The whole first half of the film is devoted to this story of Jack, Ma, and the occasional visit from Old Nick. The mid point of the film is the escape, and then the second half of the movie is about the recovery. It’s interesting and enjoyable, but nowhere near on the same level as the first half. This is where the movie starts to drop the ball a little bit, for the very first time. For one thing, we barely hear or learn about the kidnapper and what is happening to him, at all. Old Nick is pretty much taken on of the story. That’s a terrible mistake. If this is in any way a film about getting justice, then we should have at least learned about what happened to him. The movie should have ended with Ma being called to trial to testify against him or something. And the second half could have been in part about whether she had the strength to do that or not, and see him again.9None of that happens. The second half is simply about Ma recovering, and living with Jack at the home of her mother, where she grew up.
Ma’s parents are played by veteran actors Joan Allen and William H. Macy, and they are now divorced.
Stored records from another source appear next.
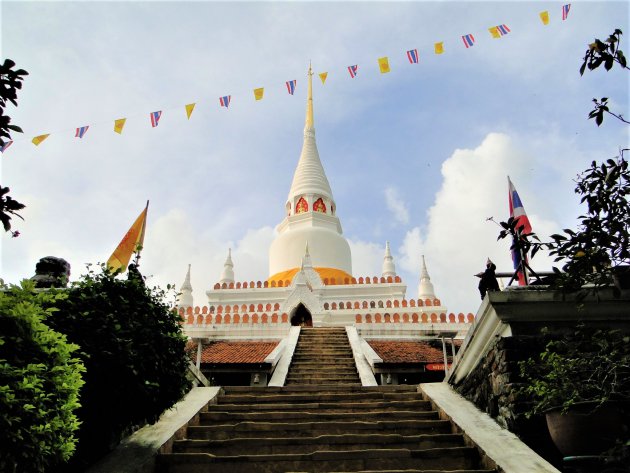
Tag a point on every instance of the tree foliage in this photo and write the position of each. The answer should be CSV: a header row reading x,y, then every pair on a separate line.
x,y
586,365
606,53
594,253
10,83
133,349
40,378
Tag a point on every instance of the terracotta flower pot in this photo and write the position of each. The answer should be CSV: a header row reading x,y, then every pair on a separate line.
x,y
586,429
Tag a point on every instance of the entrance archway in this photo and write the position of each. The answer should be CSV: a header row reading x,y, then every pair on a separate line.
x,y
301,317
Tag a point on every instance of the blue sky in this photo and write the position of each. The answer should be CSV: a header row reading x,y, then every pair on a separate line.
x,y
418,156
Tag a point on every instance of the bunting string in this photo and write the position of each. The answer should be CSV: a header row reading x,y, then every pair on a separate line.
x,y
384,67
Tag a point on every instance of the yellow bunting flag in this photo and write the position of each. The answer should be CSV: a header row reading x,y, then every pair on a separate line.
x,y
131,243
189,108
544,17
119,125
38,139
383,65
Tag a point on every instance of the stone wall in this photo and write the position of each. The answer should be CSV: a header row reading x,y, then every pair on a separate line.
x,y
493,387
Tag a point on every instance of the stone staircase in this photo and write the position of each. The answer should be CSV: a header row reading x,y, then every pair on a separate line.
x,y
323,356
322,421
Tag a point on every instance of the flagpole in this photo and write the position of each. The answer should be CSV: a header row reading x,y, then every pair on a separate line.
x,y
144,226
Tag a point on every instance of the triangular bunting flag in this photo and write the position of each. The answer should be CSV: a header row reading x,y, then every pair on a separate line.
x,y
119,125
4,147
291,86
544,17
189,108
469,40
383,65
155,118
131,243
565,11
38,139
80,133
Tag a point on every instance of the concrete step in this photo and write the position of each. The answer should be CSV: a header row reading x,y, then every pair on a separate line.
x,y
324,406
321,375
299,369
340,381
205,418
323,461
314,429
267,446
314,397
260,390
332,378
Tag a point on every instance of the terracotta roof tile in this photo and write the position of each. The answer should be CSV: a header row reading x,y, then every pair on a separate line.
x,y
406,352
235,352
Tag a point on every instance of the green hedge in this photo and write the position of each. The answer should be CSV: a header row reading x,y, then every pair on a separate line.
x,y
133,349
39,384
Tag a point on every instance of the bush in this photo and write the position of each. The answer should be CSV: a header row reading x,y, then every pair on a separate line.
x,y
39,384
587,365
133,349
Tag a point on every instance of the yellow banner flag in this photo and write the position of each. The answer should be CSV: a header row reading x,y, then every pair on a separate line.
x,y
189,108
383,65
544,17
131,243
119,125
38,139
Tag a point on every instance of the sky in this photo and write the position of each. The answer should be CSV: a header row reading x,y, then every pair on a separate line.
x,y
418,157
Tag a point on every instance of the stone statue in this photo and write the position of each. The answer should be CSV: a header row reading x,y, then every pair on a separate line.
x,y
488,279
133,273
51,271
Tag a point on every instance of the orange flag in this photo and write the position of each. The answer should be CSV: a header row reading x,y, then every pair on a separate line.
x,y
131,243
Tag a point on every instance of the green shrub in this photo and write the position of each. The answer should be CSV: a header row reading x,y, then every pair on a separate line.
x,y
39,384
586,365
133,349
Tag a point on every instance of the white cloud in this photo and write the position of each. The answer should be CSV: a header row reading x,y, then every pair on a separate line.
x,y
459,238
409,253
396,205
367,258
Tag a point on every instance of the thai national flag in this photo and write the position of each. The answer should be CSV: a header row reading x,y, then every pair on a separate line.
x,y
155,118
81,131
518,212
5,146
503,29
291,86
469,40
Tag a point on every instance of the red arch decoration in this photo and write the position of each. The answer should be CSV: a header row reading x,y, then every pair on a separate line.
x,y
319,206
301,206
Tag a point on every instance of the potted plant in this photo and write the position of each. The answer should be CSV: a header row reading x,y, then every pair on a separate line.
x,y
581,383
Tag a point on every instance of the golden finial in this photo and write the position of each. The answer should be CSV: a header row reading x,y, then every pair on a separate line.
x,y
309,101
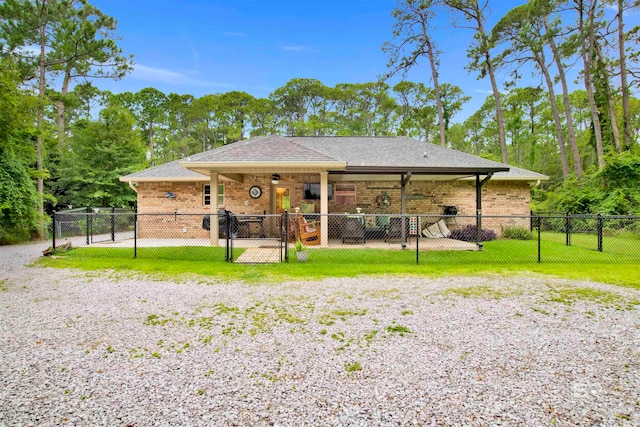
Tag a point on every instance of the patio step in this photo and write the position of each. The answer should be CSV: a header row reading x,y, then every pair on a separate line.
x,y
259,256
That’s realistic and fine, for the parents to have gone through such a tough time when their daughter went missing, that they are no longer together. And I love the subplot about how Macy can’t look at Jack because it reminds him of how her daughter was kidnapped, and how this boy is the son of the kidnapper. The only problem here is in a lack of resolution.We go from witnessing this problem with Macy to never hearing about him or the problem again. That’s another major mistake.
Maybe it’s a matter of that the movie just had so much on its plate. Especially in the second half. Aside from the storyline with the parents, (and Ma and her own mother have some conflict as well,) there’s also the television interview she does, which goes in unexpected directions, and then the depression Ma faces afterwards. The first half of the film was much more limited and restricted, and this resulted in much better results. Still, the movie as a whole is pretty incredible. It is fascinating and compelling. Brie Larson deserved her oscar for this film and the movie is not only emotional in all the right ways, but it is also extremely smart and creative. Despite some minor flaws in the second half, this movie is a real powerhouse of a film.